汁なし等、いろいろ付加メニューもあります。
山岸大勝軒は「つけ」ではなく「もり」。
もり750円、ねぎ150円、ゆでたまご50円を購入しました。
ボクが本日最初の客でした。
横長30畳ほどのお店は、居酒屋と共用になっています。
昼の開店直後のため酔客は不在でしたが、呑み屋で昼食を摂るような状況には、人並み以上の「のんべい」のボクですら、違和感を覚えました。
右隅の猫の額のようなスペースが「大勝軒」。
狭いけれど、製麺室がしっかりありました。
「おまちどうさまー」
女性のスタッフが持って来てくれました。
一見して思ったのは、オプションの「ねぎ」!
大きな鉢に山盛りです。
斜めに切った材料を水で少しさらし、ごま油でざっと撹拌したものです。
このまま「おつまみ」になるほど「おいしーーーい」!
麺は中太で腰があり、山岸さんの麺と比べ遥かに締まったもの。所沢の麺とよく似た食感です。

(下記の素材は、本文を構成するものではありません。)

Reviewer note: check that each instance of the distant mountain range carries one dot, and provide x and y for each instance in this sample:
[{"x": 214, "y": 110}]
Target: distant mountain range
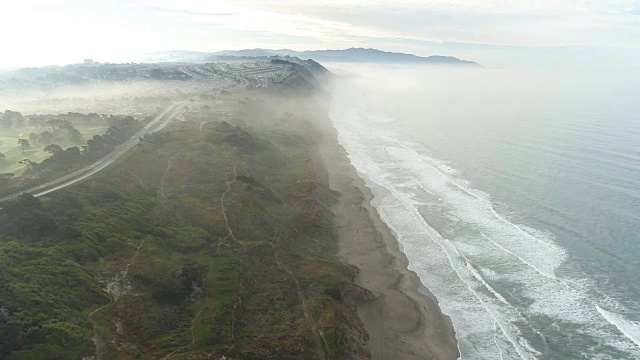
[{"x": 347, "y": 55}]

大勝軒系列以外で、ボクの印象で当時の山岸さんの麺に近いのは「銀座 いし井」。プリプリの食感は常に一定ですが、山岸さんの麺は「デロンデロン」だったり「ヤワヤワ」だったり、「お、今日はかたいナ」もありましたっけ。当時は二郎も家系もなく、醤油と味噌と一部九州トンコツが東京で営業していた時代。その日の茹で加減も味のうちでした。
この現代にあっては、この製麺と茹で加減は、山岸流で作る最大公約数のように思いました。
さて、スープです。
具は短冊状のチャーシュー、メンマ、ナルト、刻みねぎ、ゆで卵半分。東池袋の王道です。これだけで笑みがこぼれます。
味は「甘・辛・酸」の3拍子。若干、甘味が控えめに感じましたが、ボク個人の味覚によるもの、これで「ベスト」と思う方が居てもおかしくありません。 チャーシューは、大変柔らく煮込んだもの。仕込みに手間を掛けていらっしゃいます。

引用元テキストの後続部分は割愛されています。